Ma il dato che maggiormente pone qualche esigenza di analisi è quella relativa a quanto pubblicato su Am J Chin Med. 2020 Mar 13:1-26 da Chan e collaboratori: “COVID-19: un aggiornamento sulle evidenze epidemiologiche, cliniche, preventive e terapeutiche e linee guida della medicina integrativa cinese-occidentale per la gestione della nuova malattia coronavirus del 2019”. Gli autori evidenziano che al 22 febbraio 2020, oltre 77662 casi di COVID-19 confermati sono stati documentati a livello globale, con oltre 2360 decessi. Presentazioni comuni di casi confermati includono febbre, affaticamento, tosse secca, congestione delle vie aeree superiori, produzione di espettorato, respiro corto, mialgia ed artralgia con linfopenia, tempo di protrombina prolungato, elevata proteina C-reattiva ed elevato lattato deidrogenasi.

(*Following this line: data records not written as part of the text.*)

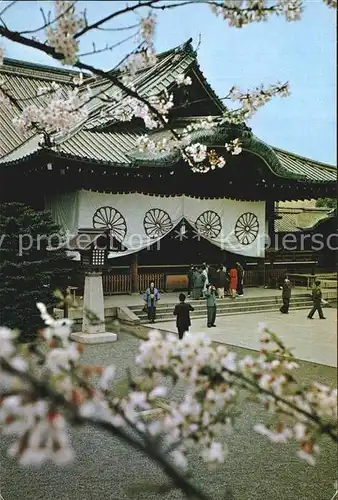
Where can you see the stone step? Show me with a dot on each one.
(230, 304)
(168, 315)
(238, 300)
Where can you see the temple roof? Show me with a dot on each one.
(291, 220)
(101, 140)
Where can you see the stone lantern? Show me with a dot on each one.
(93, 246)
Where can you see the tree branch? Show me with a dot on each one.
(152, 451)
(132, 8)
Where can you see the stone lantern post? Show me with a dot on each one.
(94, 255)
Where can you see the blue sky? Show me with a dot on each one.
(303, 53)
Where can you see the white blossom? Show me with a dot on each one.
(60, 113)
(214, 453)
(67, 24)
(197, 151)
(234, 147)
(182, 80)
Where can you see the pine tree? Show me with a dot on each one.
(29, 272)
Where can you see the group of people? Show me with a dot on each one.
(317, 298)
(182, 309)
(228, 281)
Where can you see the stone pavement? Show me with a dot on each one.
(168, 298)
(311, 340)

Il rapporto di caso grave / critico riportato è di circa il 7-10% e il tempo mediano per l'ammissione in terapia intensiva è di 9-11 giorni con una mortalità di circa 1-2% variata geograficamente. La infezione è considerata simile alle epidemie di altri virus recentemente identificati, non esiste un regime provato dalla medicina convenzionale e la maggior parte dei rapporti ha gestito i pazienti con lopinavir / ritonavir, ribavirina, beta-interferone, glucocorticoide e trattamento di supporto con remdesivir sottoposti a sperimentazione clinica. L’autore propone poi che i dati disponibili suggeriscono che la medicina cinese potrebbe essere considerata un'opzione terapeutica aggiuntiva nella gestione di COVID-19. 

Questi dati spero siano illuminanti per inquadrare il problema che non è solo medico ma sociale, culturale e politica.